One year almost to the day after the signing of the nuclear agreement between Iran and the world powers, and in blatant violation of UN Resolution 2231, Tehran tried to launch a ballistic missile using North Korean technology, Fox News reported, citing intelligence officials.
The test failed when the missile exploded after liftoff, on July 11 at night, outside Saman, a city west of Isfahan, at a site Iran has used before to conduct ballistic missile tests. This is the latest attempt in the year since the signing of the nuclear deal.
The test rained on President Obama’s parade, who said on Thursday, the actual anniversary of the deal, that “over the last year, the Iran deal has succeeded in rolling back Iran’s nuclear program, avoiding further conflict and making us safer.”
But according to The Hill, the Republicans used the one-year anniversary for several largely symbolic measures to undermine the deal. “We need to look no further than Iran’s dangerous and destabilizing activities to see the disaster that the Iran nuclear agreement has been over the last year,” Sen. Marco Rubio (R-Fla.) said in a statement.
In UN Resolution 2231, Iran is “called upon not to undertake any activity related to ballistic missiles designed to be capable of delivering nuclear weapons, including launches using such ballistic missile technology.”
According to Reuters, a confidential report by UN Secretary General Ban Ki-moon said that Iran’s ballistic missile program is “not consistent with the constructive spirit” of the nuclear deal. The Security Council is due to discuss the Ban Ki-moon report on July 18. Iran’s foreign ministry spokesman Bahram Ghasemi announced that “Iran will strongly continue its missile program based on its own defense and national security calculations.”
Secretary of State John Kerry, who meets regularly with Iranian Foreign Minister Mohammad Javad Zarif, said this week that “Nobody pretends that some of the challenges we have with Iran have somehow been wiped away.

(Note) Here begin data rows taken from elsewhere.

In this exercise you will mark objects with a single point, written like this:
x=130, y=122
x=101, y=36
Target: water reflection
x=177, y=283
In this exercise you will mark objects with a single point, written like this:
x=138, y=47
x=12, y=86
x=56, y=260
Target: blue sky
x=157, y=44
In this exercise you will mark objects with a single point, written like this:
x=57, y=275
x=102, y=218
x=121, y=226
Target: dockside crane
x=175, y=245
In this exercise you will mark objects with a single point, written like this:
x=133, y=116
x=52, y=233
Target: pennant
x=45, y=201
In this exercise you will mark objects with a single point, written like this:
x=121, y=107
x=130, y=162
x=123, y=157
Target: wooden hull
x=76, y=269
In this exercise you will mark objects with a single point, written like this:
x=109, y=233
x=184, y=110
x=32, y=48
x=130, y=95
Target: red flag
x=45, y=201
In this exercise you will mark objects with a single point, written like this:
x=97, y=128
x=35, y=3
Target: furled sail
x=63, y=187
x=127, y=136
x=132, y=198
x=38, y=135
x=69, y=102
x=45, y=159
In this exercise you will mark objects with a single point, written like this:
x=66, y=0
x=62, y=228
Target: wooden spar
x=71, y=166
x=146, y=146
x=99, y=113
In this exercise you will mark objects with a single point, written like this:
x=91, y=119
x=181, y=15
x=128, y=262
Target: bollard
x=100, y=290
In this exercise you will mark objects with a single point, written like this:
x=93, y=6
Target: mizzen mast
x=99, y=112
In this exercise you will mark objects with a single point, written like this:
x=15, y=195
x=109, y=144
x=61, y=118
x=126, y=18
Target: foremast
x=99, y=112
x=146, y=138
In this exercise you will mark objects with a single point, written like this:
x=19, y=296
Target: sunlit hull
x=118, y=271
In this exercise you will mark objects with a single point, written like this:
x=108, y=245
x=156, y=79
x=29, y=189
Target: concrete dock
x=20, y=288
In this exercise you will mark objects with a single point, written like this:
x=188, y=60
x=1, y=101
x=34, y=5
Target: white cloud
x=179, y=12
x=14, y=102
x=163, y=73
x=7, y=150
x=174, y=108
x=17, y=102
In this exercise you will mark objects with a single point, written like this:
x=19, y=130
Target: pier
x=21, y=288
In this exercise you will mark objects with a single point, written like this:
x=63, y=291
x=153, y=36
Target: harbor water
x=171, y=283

There are other real issues, and we will continue and are continuing to focus on those issues.”
Which means the US is content to permit the Iranians to defy the UN and the Western allies in working on long-range missiles, which should be ready to carry nuclear payloads as soon as the temporary limit on Iran’s development of a nuclear device is removed, in 2025. And with its newly thawed billions of dollars, what would stop Iran from buying the device from North Korea, its favorite shopping spot?
In late June, North Korea succeeded in launching its home-grown Musudan intermediate-range ballistic missile, which flew a distance of 250 miles to the Sea of Japan, this after five earlier failures.